Fraud is also a major concern. Everyone, from nurses, hospitals, manufacturers and distributors, says vetting fake suppliers or identifying copycat N95 masks has been a huge concern.
Humbert says many new upstarts tried to sell him products billed as N95s, but because he couldn't verify their quality or efficacy, he decided it would be safer to remain out of stock.
"We didn't like being out of stock and disappointing any of our customers by not being able to supply, but we did not feel that we had a reliable source that could provide those products for us on par with the product that we had in place," Humbert says.
Exactly when American consumers might once again gain broader access to N95s depends on a lot of factors.
"I think if the vaccine rolls out faster, you're going to be able to get N95s faster," as the risks diminish and fewer people need N95s, says Kaitlin Wowak, a supply chain expert and assistant professor at the University of Notre Dame. (Public health workers urge even those immunized to continue pandemic precautions — including consistent mask-wearing — for now, until the pandemic is tamed.)
Broader availability of N95s also depends on manufacturing speed, Wowak notes, and on when backlogged orders from hospitals and other medical facilities can be filled.
The Biden administration has touted its plans to use the Defense Production Act to stimulate production. Wowak says that might mean manufacturers get more federal help finding the raw materials needed or coordinating distribution of supply. But it won't address some of the main challenges that affect the speed of manufacturing.
Wowak says how fast products like N95s are made is determined by three primary factors: the complexity of the equipment used to make the product, the availability of raw materials and the availability of trained workers.
Making vats of hand sanitizer at a rum distillery, in other words, is very different from ramping up an N95 factory, because of the cost and complexity.
Managing those costs and complexities has made the past year extremely busy for Mike Bowen, the co-owner of Prestige Ameritech. He and his partner started the company in 2005; it is one of the few makers of N95s based in the United States. Demand overwhelmed his factory a year ago when China stopped exporting the masks that most U.S. hospitals relied on for most of their supply.
Prestige Ameritech employee Saengdara Phanvilay, pictured during the 2009 swine flu outbreak, inspects a machine that produces disposable surgical masks. Tom Pennington/Getty Images hide caption
"I've gotten requests for maybe a billion and a half masks if you add it up," Bowen told NPR in late February of last year.

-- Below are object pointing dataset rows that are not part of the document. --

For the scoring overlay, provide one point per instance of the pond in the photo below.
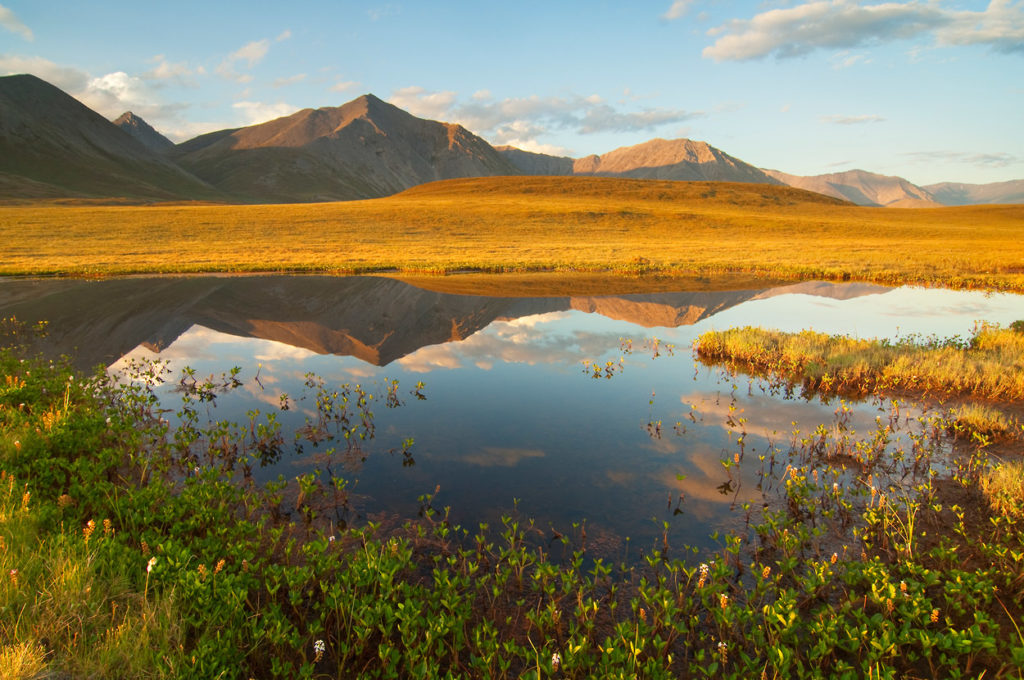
(577, 412)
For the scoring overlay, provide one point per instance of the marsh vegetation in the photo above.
(894, 550)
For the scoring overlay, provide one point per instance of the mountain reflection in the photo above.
(376, 320)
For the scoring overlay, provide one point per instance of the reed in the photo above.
(989, 366)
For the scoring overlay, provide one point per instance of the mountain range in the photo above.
(53, 146)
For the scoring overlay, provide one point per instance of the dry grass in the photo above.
(1004, 486)
(990, 367)
(532, 224)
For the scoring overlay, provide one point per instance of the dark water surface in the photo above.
(513, 415)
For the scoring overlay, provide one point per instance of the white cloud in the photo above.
(845, 59)
(419, 101)
(290, 80)
(250, 53)
(678, 9)
(845, 24)
(343, 85)
(258, 112)
(996, 160)
(852, 120)
(14, 25)
(377, 13)
(69, 79)
(167, 70)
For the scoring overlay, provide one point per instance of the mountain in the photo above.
(142, 131)
(952, 194)
(657, 159)
(863, 188)
(51, 145)
(365, 149)
(530, 163)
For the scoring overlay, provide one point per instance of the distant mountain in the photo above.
(863, 188)
(657, 159)
(952, 194)
(365, 149)
(51, 145)
(142, 131)
(530, 163)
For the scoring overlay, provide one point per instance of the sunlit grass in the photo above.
(1004, 487)
(588, 224)
(989, 366)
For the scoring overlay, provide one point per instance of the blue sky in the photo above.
(931, 90)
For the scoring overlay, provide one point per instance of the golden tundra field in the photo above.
(654, 229)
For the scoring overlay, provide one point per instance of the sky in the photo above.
(930, 90)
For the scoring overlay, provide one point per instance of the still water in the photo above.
(567, 410)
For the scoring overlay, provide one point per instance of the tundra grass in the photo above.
(131, 550)
(988, 366)
(521, 224)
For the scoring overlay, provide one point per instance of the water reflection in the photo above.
(511, 415)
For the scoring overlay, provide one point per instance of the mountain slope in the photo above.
(954, 194)
(365, 149)
(142, 131)
(863, 188)
(52, 145)
(656, 159)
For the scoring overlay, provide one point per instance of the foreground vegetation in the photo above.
(128, 549)
(565, 224)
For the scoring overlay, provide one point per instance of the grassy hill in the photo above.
(585, 224)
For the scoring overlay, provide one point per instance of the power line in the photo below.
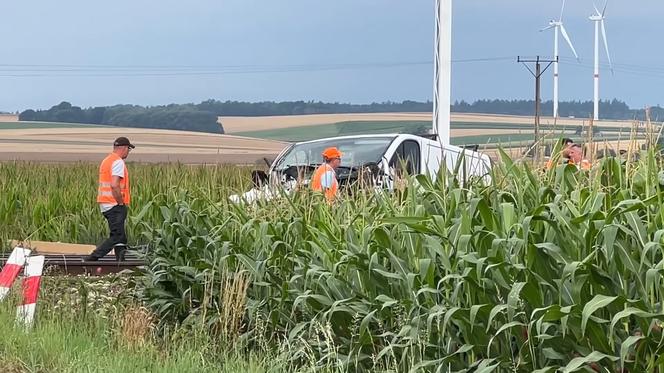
(46, 70)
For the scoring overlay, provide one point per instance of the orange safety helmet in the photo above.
(331, 153)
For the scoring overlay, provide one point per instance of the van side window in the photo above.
(408, 152)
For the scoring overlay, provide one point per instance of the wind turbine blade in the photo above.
(604, 10)
(562, 9)
(596, 10)
(569, 42)
(606, 45)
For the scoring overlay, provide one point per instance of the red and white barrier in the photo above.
(32, 277)
(11, 270)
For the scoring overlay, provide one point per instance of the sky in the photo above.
(150, 52)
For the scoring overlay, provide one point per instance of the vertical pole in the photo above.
(11, 270)
(596, 75)
(555, 72)
(25, 313)
(442, 71)
(537, 105)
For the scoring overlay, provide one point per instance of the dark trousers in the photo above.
(115, 217)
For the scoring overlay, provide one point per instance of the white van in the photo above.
(378, 156)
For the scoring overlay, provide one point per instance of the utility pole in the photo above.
(537, 74)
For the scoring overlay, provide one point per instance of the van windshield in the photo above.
(356, 152)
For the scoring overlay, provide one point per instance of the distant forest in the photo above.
(203, 117)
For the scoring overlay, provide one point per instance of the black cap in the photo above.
(123, 141)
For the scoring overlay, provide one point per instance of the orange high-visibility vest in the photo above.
(584, 165)
(104, 193)
(318, 186)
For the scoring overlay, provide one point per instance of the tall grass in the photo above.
(76, 333)
(538, 271)
(57, 202)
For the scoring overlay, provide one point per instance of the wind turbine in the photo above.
(598, 19)
(442, 70)
(557, 27)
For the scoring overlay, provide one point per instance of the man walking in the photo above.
(113, 197)
(324, 178)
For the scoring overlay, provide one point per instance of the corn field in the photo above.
(57, 202)
(540, 271)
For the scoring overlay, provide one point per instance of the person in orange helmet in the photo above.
(574, 153)
(324, 178)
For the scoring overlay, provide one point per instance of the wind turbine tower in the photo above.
(598, 19)
(442, 71)
(558, 27)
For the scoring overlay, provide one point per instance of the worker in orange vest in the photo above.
(113, 198)
(565, 143)
(574, 153)
(325, 178)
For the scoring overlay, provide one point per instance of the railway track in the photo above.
(68, 264)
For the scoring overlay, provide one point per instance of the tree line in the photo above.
(203, 117)
(187, 117)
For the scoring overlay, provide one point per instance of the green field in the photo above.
(536, 271)
(45, 125)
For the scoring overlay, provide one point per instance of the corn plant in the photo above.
(545, 271)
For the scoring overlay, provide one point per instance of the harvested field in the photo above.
(86, 143)
(245, 124)
(8, 118)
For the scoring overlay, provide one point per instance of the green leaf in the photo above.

At the time, Bowen's company could produce 75,000 N95s a month.
He was troubled by the influx of orders, he said. They put him in a bind.
To make more N95s, Bowen would need new mask machines, each of which takes four months to custom build and costs as much as $1 million. To justify building extra machines, he needed assurance that U.S. hospitals and government agencies wouldn't just go back to buying cheaper Chinese-made masks once the pandemic was over.
He'd been burned before. A decade earlier, during the H1N1 flu pandemic, Prestige had made what Bowen called "the mistake" of investing in new machines and ramping up production for a need that dried up as suddenly as it began.
"One day — and it is literally one day — it just quits," Bowen told NPR last spring. "The demand is over."
He eventually did decide to expand last spring, as the COVID-19 pandemic worsened.
Bowen asked U.S. hospitals to sign multiyear deals for N95s. That gave him the funds to build nine new N95 machines, some of which are still coming online. The factory now makes 80 times more masks than it did a year ago.
"We're now selling 6 million [a month], and we have another 4 million coming on board," he says.
For the first time in a very long time, Bowen says, he has some excess supply he could start selling into the consumer market.